Participants:  Gary Clark

Participants:  Gary & Lynn Clark

Many in the club have done this climb, so I won't include all the details, except to note that we may have discovered a better approach to this classic Colorado 14er climb. The guidebooks describe the route with an approach from the East via the South Colony Lakes Basin. This is a long drive around for Los Alamos residents, however, and we wanted to approach from the West just to see some new country. We had heard stories about the difficulty of the Spanish Creek approach, but wanted to see for ourselves.

We drove up Friday night and slept in the car at the trailhead (unmarked, but obvious if you have a map). The next morning we left the car around 5:00am. The trail was reasonably good for about 1/4 mile, then it came to a very improbable stream crossing. Not wanting to wade the stream, I started up a sidehill to the North, planning to drop back down at the earliest opportunity to find a better place to ford the creek. It never happened. We went higher and higher on the sidehill until we finally crested out on the ridge North of Spanish Creek. It was clear that going back down wasn't a good option, due to steep cliffs and the fact that I didn't want to lose hard-earned elevation.

We spent the next couple of hours on the ridge, which was very reasonable walking, with a few short scrambling sections and thickets of trees. We kept looking for a way to get back into the Spanish Creek drainage via a traverse, and it finally presented itself at about 11,600'. Skirting around the face of a small triangular peak on a talus slope (large rocks, pretty stable), we turned the corner to an amazing sight. The entire south-facing slope had been burned off in a fairly major fire, so the brush-beating we had been dreading was instead a nice clear slope. We traversed at the 11,600' elevation all the way to Spanish Creek, looking down on major deadfall on the slopes below us.

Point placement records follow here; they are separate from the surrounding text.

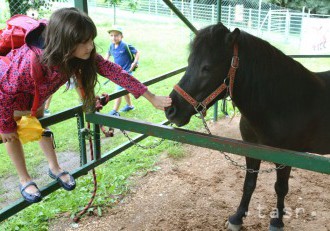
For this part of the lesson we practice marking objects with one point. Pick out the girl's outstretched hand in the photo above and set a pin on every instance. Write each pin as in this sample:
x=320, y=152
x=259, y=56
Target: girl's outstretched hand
x=159, y=102
x=9, y=137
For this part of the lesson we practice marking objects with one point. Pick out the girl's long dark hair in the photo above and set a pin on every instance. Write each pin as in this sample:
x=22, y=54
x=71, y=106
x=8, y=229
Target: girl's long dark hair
x=67, y=28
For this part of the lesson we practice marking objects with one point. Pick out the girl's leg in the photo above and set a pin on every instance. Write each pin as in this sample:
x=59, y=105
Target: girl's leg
x=16, y=154
x=46, y=145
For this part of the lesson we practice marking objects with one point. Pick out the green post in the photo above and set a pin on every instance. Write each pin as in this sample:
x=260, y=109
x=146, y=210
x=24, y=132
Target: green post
x=215, y=112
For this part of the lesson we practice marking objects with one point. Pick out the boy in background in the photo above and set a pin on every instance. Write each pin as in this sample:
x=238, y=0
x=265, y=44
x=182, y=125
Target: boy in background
x=127, y=57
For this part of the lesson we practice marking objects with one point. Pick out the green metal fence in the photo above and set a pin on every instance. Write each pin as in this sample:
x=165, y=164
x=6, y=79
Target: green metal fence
x=296, y=159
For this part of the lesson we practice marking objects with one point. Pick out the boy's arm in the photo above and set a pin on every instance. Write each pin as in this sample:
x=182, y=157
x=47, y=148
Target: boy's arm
x=137, y=56
x=107, y=57
x=135, y=62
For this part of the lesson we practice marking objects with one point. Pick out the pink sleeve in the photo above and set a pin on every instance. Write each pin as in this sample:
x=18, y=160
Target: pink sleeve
x=117, y=75
x=15, y=81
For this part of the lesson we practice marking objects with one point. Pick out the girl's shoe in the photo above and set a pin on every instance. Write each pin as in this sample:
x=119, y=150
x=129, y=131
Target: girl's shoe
x=71, y=185
x=31, y=198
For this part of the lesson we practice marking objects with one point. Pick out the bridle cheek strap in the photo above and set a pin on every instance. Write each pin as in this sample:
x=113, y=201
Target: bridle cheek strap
x=201, y=107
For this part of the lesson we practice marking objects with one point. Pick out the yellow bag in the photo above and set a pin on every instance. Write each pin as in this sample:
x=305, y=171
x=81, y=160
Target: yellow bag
x=29, y=129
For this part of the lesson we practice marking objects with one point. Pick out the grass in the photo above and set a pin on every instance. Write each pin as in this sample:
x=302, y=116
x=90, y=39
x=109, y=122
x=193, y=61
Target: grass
x=163, y=47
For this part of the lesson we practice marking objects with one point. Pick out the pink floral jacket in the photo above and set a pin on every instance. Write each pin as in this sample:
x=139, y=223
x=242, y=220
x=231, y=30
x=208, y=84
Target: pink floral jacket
x=17, y=86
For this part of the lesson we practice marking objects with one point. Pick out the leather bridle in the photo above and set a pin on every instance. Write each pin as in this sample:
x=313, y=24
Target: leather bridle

We camped in the basin directly below the couloir, left camp the next morning at 5:07, climbed up to the left a bit to enter the couloir right at it's base above the rock bands, and summitted at 7:30. The climb was routine and pleasant on good cramponing snow. An early start is important to have good snow conditions and avoid rockfall, a basic bit of alpine lore. However, we had arrived back at our camp, eaten, rested a while, and packed to leave when we looked up to see another party just arriving at the base of the couloir from the S. Colony approach. Not clear on the concept. We hope they survived. Within an hour there was a serious downpour, although fortunately with minimal lightning.

We descended the regular Spanish Creek "trail". This is routine at the higher elevations, but soon enters the downfall zone we had heard about for so many years. Every tree was killed by the fire, and they now all lie atop each other like so many boxes of toothpicks dumped from the sky. The trail, such as it is, is marked by rock cairns piled atop the logs. This wasn't so bad going downhill, but I wouldn't want to do it coming uphill with a full pack.

After the deadfall section we entered a zone of bad overgrowth of the trail. Everything was wet from the storm, so if we hadn't been soaked before, it was just a matter of time now. Then the stream crossings began Ð about 5 of them, none with any assistance from bridges or rocks. Since we were on our way out, we just waded into the streams, letting the water pour into our boots.

We squished back to our van, to discover that we had left the dome lights on, and had a dead battery. Help came in the form of a passing car, who had jumper cables. A good bit of luck.

Bottom line: If I go into the Spanish Creek drainage in the future, I'll use the ridge approach. It is not like hiking a well-developed and maintained trail, to be sure, but the official trail is so bad that the difficulties encountered on the ridge pale in comparison. You must have a topo map to do this alternate approach, and an altimeter helps to know when to begin the traverse.